High Availability: Configuration Sync Setup Example

CommunityEnterprise

This section provides an example on how to setup a replicated device to synchronize the Bacula Configuration between two remote nodes. The technique used is DRBD. Please, note there are other alternatives as well, as discussed in the previous section, and that DRBD can also be used to replicate other elements, even the backup data between Storage Daemons.

This clustering method may encompass both the configuration and the Catalog, even though the Catalog can utilize alternative replication techniques as detailed in the HA: Catalog article. To simplify the setup, this example covers only the Bacula configuration.

Note

This is not an in-depth manual about high availability or replication with DRBD. Instead, it is intended to help readers consolidate the main concepts and build a solid foundation for choosing the right architecture for each environment when designing Bacula clustering solutions.

The following example configurations are based on Ubuntu Server 24.04. However, all the implied tools are available on most Linux distributions.

Architecture Overview

Nodes (physical or VMs on Ubuntu 24.04):

dir01 192.168.1.180 — DRBD/bacula-dir
dir02 192.168.1.181 — DRBD/bacula-dir

The Catalog is remotely connected and implements its own HA layer.

The configuration will be replicated by using DRBD.

From a port perspective on the HA Services, the requirement is:

DRBD uses the port TCP: 7788

This example handles one device resource (one disk) to be synchronized. If more resources are used, additional ports may be required.

High-level Steps

Prepare and install Bacula.
Set up DRBD.
Set up the cluster.
Move the data.
Integrate with Pacemaker.

Setup

1. Preparation and installation of Bacula.

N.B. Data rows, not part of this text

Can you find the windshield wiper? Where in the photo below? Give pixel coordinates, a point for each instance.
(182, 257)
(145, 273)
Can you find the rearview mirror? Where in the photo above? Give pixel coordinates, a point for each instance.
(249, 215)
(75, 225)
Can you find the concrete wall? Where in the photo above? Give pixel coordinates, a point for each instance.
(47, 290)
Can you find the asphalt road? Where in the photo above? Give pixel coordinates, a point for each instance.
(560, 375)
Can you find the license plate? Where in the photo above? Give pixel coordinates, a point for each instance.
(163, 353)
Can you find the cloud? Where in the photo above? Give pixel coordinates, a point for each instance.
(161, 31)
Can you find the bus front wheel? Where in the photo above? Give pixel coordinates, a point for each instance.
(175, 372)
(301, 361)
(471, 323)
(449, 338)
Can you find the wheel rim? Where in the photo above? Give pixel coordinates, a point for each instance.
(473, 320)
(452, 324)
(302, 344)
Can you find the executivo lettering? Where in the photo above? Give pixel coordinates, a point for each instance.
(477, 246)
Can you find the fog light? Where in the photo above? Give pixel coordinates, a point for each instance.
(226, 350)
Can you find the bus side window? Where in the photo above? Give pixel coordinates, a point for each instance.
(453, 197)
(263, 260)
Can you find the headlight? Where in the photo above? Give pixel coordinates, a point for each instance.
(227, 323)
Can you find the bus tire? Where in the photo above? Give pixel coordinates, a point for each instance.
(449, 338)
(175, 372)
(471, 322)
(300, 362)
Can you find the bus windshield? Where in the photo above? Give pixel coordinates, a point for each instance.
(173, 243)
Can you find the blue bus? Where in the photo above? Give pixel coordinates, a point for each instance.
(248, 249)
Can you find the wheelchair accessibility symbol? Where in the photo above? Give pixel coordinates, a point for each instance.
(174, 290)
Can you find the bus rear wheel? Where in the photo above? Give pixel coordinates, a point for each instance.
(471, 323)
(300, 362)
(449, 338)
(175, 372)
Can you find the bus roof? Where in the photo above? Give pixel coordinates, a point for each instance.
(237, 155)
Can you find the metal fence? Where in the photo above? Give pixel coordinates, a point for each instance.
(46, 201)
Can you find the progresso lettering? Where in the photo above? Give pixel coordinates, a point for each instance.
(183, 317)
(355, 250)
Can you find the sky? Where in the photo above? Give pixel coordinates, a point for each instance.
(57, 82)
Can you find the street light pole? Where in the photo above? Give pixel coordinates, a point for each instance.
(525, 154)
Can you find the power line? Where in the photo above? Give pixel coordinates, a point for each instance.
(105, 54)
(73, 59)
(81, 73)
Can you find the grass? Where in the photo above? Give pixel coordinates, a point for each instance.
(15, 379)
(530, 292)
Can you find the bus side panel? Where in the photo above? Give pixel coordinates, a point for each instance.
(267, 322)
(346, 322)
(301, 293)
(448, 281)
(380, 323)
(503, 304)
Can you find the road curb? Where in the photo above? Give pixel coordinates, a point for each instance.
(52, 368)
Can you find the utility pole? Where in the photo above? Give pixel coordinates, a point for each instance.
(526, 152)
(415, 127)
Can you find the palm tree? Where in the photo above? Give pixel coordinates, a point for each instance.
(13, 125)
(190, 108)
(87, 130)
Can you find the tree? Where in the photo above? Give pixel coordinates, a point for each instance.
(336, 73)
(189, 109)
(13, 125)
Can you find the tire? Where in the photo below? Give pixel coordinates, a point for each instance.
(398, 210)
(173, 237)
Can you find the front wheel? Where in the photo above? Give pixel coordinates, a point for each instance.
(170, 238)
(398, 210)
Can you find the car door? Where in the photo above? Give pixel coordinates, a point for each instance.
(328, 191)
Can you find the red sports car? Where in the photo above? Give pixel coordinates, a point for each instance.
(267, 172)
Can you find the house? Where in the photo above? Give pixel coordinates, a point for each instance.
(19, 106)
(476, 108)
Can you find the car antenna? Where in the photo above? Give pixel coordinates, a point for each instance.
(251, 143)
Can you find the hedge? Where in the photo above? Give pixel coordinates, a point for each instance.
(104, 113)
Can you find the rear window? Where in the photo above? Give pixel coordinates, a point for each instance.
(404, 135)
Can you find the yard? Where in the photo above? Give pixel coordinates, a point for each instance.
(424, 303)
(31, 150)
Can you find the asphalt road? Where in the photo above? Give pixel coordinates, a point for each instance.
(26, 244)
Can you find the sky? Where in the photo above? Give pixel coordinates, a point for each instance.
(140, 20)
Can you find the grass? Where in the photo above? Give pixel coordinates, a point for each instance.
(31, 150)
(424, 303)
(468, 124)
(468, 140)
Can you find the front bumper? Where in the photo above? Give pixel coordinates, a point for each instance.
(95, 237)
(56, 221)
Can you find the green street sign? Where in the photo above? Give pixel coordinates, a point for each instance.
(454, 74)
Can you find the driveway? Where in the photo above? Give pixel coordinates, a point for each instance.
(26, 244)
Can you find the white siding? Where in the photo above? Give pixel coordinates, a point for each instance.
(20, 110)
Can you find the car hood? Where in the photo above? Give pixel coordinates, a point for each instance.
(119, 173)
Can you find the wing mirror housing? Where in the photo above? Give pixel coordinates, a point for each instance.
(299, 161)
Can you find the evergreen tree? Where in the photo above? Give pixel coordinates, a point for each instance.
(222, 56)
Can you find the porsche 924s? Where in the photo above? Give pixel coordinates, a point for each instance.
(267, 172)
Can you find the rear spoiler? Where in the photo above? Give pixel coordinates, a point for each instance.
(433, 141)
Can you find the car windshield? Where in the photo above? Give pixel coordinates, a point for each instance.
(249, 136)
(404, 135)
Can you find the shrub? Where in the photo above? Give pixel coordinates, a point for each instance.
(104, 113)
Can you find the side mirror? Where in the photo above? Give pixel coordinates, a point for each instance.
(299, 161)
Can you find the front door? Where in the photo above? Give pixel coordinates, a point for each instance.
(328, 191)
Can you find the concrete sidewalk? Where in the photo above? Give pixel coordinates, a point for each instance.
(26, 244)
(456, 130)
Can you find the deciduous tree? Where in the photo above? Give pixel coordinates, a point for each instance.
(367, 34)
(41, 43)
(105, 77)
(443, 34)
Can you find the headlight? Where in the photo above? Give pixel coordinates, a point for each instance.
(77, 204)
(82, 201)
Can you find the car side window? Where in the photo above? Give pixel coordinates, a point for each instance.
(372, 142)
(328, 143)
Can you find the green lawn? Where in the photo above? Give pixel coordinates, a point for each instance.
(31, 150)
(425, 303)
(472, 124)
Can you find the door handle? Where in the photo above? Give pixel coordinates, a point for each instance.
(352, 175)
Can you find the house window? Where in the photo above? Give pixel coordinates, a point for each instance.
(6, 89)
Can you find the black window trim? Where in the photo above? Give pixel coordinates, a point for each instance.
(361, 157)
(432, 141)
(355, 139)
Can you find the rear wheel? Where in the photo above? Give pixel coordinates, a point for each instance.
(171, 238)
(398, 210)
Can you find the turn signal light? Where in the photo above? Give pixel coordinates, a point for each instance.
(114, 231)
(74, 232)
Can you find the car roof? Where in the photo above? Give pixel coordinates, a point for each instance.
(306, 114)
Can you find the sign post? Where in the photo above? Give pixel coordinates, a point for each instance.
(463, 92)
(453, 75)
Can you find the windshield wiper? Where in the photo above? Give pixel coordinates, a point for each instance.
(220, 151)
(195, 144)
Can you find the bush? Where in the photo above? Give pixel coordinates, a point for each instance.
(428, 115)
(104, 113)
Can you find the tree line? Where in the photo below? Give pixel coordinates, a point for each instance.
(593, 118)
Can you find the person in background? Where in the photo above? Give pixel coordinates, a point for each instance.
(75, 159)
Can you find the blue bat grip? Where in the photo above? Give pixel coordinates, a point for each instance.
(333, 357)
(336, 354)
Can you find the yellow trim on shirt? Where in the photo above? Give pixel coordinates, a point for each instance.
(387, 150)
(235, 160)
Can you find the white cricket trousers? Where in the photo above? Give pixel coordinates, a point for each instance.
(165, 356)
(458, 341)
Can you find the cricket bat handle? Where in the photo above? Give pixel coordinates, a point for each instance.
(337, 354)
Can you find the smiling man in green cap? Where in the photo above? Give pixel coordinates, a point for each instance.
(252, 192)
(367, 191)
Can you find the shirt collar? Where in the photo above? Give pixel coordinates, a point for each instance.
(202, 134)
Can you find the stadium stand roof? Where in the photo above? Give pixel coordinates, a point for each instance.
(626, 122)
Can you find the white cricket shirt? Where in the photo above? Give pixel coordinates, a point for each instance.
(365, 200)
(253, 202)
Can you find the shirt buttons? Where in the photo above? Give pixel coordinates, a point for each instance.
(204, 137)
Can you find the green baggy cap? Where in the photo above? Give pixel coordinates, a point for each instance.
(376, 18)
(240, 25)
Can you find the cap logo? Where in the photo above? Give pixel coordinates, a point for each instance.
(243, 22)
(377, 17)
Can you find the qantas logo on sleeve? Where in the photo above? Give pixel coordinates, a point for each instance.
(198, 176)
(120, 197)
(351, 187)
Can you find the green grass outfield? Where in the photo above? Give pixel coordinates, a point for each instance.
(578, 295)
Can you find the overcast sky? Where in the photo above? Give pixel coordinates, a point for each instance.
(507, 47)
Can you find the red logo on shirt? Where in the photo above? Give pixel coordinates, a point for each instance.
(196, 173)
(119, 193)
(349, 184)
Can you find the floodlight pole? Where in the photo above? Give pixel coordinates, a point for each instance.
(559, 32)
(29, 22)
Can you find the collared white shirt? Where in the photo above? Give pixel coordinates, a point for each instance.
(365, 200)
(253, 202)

Update your system on both nodes:

apt -y update
apt upgrade

Then install Bacula Director on both nodes. To install Bacula Director with BIM, follow the instructions detailed here.

2. Set up DRBD.

Install the software on both nodes using the package manager:

apt -y install drbd-utils

Select a device to replicate. It needs to be empty before setting it up with DRBD. In this example, we use one disk mapped in sdb.

ls -l /dev/sdb
brw-rw---- 1 root disk 8, 16 nov 21 07:34 /dev/sdb

At this point, you could create an LVM layer to make our devices more flexible. If you do, use the logical volumes created in the next step instead of referencing the raw disk directly (as this example does). Using the LVM layer may be a good choice in production environments, but we skip it here for simplicity.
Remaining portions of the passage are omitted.